Time after time, I’ve observed incredibly talented teachers, who know their subjects inside out, fail to help pupils progress in lessons.

Most of the time, it’s down to one key factor: engagement.

So why do pupils become disengaged? Which barriers are causing this breakdown in learning? What can we do to ensure we keep our pupils engaged?


The first and most important (in my opinion) thing to consider when we are reflecting on engagement is the pitch of the tasks in a lesson.

Too hard and you’ll lose the class because they can’t access the work; too easy and you’ll lose them to distraction.

Pitching a lesson perfectly means that you can avoid off topic behaviour that stems from disengagement.

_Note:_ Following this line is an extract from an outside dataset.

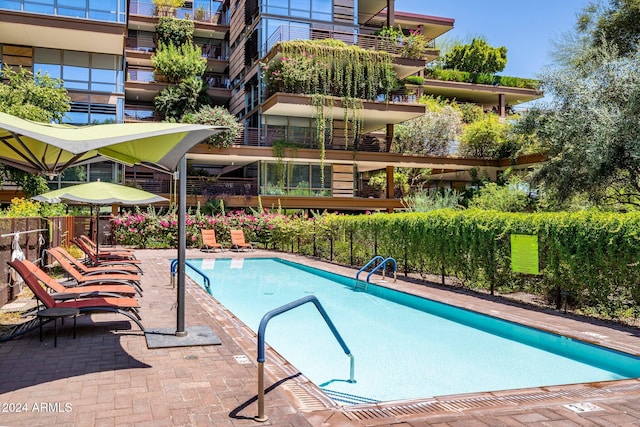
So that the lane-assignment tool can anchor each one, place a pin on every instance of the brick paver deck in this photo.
(108, 377)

A surefire way to create accessible tasks is to layer in levels of challenge. Extensions, knowledge boosts and challenges are all ways you can build on the main task that is set.

By offering varying degrees of differentiation, pupils are able to focus on their learning with less threat becoming disengaged.


Being able to read the class is a skill all teachers benefit from.

Being too rigid in your planning and teaching leads to a lack of responsiveness – this can be hugely demotivating for pupils, especially if the proposed course isn’t as effective as first anticipated.

Having some flexibility as a teacher allows you to respond to the pupils needs.

If the class haven’t processed a concept, it makes no sense to move onto the next step in their learning.

Taking the time to address misconceptions and having the confidence to divert form the plan if required means that you can maintain control over those who may have been lost if you’d moved on.


Frequent and useful feedback is one of the corner stones to any learner progressing. No feedback means no lessons are learnt.

If a pupil or a class does not get feedback from their teacher, they may begin to feel neglected and become complacent in their learning.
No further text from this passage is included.